Plenary-03 : Leah Edelstein-Keshet Prize

Kathleen Curtius

Assistant Professor, Department of Medicine

UC San Diego, USA

Abstract:

Cancer initiation and progression is an evolutionary process. Genetic and epigenetic alterations underpin phenotypes that drive natural selection at the cellular level. However, detecting signs of cancer early often requires more than mutation identification alone. Understanding the dynamics is critical to predicting individual cancer risk in patients and intervening effectively. In this talk, I will present mathematical methods that can incorporate multiscale data types (from population-level incidence to patient-level genotypes) to help answer complex questions such as, 'when should we recommend screening/intervention in this at-risk group?' Here we will focus on models for esophageal adenocarcinoma (EAC) and colitis-associated colorectal cancer (CA-CRC). Both EAC and CA-CRC evolve from defined pre-cancerous stages that warrant surveillance, yet current clinical guidelines are suboptimal.
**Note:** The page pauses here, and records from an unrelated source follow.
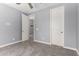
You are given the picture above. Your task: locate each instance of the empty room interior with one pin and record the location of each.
(33, 29)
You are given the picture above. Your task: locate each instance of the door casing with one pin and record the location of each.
(53, 24)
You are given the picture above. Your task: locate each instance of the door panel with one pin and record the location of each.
(25, 27)
(58, 26)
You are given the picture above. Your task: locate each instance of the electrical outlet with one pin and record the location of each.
(13, 39)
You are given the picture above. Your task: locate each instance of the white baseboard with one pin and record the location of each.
(72, 49)
(42, 42)
(9, 44)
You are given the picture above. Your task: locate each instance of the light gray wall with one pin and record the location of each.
(10, 25)
(42, 21)
(70, 26)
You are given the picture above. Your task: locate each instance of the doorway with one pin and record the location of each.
(57, 26)
(25, 27)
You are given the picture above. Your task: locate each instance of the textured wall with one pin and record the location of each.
(42, 22)
(70, 25)
(10, 25)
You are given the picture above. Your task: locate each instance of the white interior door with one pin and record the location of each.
(25, 27)
(58, 26)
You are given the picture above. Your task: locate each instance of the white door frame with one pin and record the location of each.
(51, 25)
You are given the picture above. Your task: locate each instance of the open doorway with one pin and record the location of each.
(57, 26)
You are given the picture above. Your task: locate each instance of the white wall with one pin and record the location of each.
(42, 21)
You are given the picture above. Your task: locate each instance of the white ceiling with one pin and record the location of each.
(24, 7)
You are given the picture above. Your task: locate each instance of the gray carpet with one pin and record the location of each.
(29, 48)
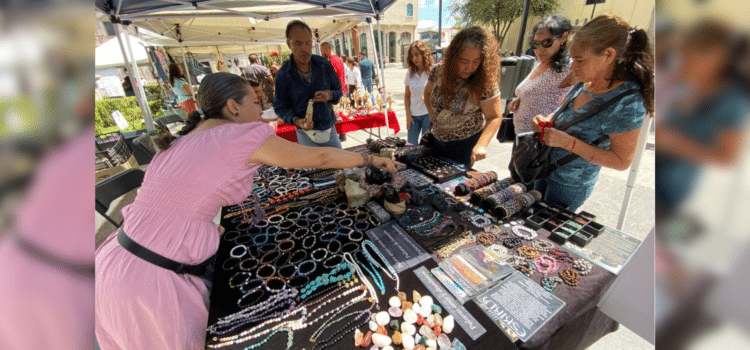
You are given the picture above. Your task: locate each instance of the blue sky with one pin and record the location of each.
(428, 14)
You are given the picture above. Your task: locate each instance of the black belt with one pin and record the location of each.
(201, 270)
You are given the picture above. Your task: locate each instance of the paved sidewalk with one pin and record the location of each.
(605, 202)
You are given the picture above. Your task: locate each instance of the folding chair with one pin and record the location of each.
(146, 146)
(114, 187)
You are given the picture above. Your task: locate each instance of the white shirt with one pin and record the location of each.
(416, 84)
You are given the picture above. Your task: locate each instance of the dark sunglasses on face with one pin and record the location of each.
(546, 43)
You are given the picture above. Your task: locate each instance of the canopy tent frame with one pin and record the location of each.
(124, 12)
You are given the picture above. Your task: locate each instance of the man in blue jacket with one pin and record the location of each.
(306, 77)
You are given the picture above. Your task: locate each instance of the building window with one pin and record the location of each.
(405, 38)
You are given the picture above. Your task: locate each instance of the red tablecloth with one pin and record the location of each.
(373, 120)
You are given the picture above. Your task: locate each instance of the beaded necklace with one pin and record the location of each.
(289, 338)
(250, 334)
(350, 261)
(345, 329)
(387, 268)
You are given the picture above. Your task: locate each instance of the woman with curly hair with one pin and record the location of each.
(550, 79)
(420, 62)
(612, 61)
(464, 97)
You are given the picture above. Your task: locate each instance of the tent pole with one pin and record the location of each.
(135, 78)
(187, 72)
(642, 138)
(382, 76)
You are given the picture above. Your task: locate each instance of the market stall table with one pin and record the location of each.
(359, 122)
(578, 325)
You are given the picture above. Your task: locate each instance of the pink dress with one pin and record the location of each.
(143, 306)
(43, 306)
(539, 96)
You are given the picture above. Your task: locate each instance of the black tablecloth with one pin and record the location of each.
(578, 325)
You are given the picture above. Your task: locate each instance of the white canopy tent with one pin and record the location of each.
(108, 54)
(215, 22)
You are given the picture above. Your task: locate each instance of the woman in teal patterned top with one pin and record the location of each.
(609, 57)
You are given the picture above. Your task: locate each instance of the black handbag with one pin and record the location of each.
(507, 131)
(530, 161)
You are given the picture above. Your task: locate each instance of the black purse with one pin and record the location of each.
(507, 131)
(530, 161)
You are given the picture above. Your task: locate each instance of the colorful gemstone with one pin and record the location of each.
(367, 340)
(396, 338)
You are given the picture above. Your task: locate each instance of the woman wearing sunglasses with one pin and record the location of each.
(550, 79)
(613, 65)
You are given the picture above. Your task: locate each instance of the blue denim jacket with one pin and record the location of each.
(293, 92)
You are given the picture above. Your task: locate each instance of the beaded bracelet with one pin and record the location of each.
(546, 264)
(543, 245)
(527, 252)
(582, 266)
(512, 242)
(287, 271)
(239, 279)
(328, 236)
(265, 275)
(230, 264)
(233, 253)
(270, 257)
(302, 270)
(350, 247)
(549, 283)
(249, 264)
(524, 232)
(231, 235)
(306, 242)
(323, 251)
(480, 221)
(334, 246)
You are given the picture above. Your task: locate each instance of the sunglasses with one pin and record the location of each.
(546, 43)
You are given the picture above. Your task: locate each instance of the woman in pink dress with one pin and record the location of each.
(550, 79)
(209, 164)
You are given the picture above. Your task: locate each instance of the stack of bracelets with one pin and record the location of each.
(481, 194)
(478, 181)
(502, 196)
(291, 260)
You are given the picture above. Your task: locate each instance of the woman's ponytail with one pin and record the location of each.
(163, 142)
(637, 64)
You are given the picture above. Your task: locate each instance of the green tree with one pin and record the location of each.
(498, 14)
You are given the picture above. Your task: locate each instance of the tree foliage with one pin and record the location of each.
(498, 14)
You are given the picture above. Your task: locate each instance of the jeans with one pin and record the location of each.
(418, 128)
(368, 86)
(459, 150)
(571, 197)
(305, 140)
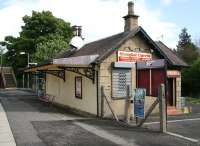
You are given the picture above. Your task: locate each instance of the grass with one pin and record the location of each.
(193, 100)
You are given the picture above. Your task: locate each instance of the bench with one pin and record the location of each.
(47, 98)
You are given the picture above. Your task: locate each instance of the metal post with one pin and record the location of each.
(127, 107)
(162, 106)
(102, 101)
(23, 80)
(28, 73)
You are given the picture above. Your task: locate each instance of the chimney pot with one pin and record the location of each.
(131, 20)
(131, 8)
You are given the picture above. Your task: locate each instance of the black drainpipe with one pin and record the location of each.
(97, 86)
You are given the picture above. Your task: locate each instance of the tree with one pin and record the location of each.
(186, 49)
(191, 80)
(42, 28)
(50, 48)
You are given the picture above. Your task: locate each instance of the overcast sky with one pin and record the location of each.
(102, 18)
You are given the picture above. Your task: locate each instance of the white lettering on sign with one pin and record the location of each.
(173, 73)
(128, 56)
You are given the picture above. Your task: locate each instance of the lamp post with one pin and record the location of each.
(1, 50)
(28, 57)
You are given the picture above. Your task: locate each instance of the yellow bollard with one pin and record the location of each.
(185, 110)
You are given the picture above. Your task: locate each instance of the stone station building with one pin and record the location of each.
(130, 58)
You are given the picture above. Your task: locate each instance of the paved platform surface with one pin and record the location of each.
(6, 136)
(36, 124)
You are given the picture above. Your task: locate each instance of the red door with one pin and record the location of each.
(157, 77)
(143, 79)
(170, 91)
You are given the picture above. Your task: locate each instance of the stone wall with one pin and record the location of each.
(106, 72)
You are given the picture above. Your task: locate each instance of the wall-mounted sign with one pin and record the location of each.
(173, 73)
(158, 63)
(128, 56)
(78, 87)
(139, 102)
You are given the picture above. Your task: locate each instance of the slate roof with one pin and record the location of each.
(106, 46)
(175, 60)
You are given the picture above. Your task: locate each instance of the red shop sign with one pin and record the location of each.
(127, 56)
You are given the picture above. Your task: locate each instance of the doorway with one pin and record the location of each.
(170, 92)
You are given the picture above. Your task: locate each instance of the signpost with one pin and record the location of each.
(139, 103)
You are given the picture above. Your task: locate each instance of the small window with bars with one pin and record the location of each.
(121, 78)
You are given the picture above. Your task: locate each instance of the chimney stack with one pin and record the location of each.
(77, 30)
(131, 20)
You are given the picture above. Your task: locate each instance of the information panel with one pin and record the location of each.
(139, 103)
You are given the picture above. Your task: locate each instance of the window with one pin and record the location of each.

In EAC, we constructed stochastic branching process models to determine optimal screening ages and explored patterns of microbial evolution during progression using whole genome sequencing data. In CA-CRC, we derived a cost-effective genomic biomarker for risk of progression and applied artificial intelligence methods to combine accurate epidemiological and clinical data with patient genetic information in a large U.S. healthcare system. Overall, computational models serve as powerful tools for transforming the future of cancer early detection.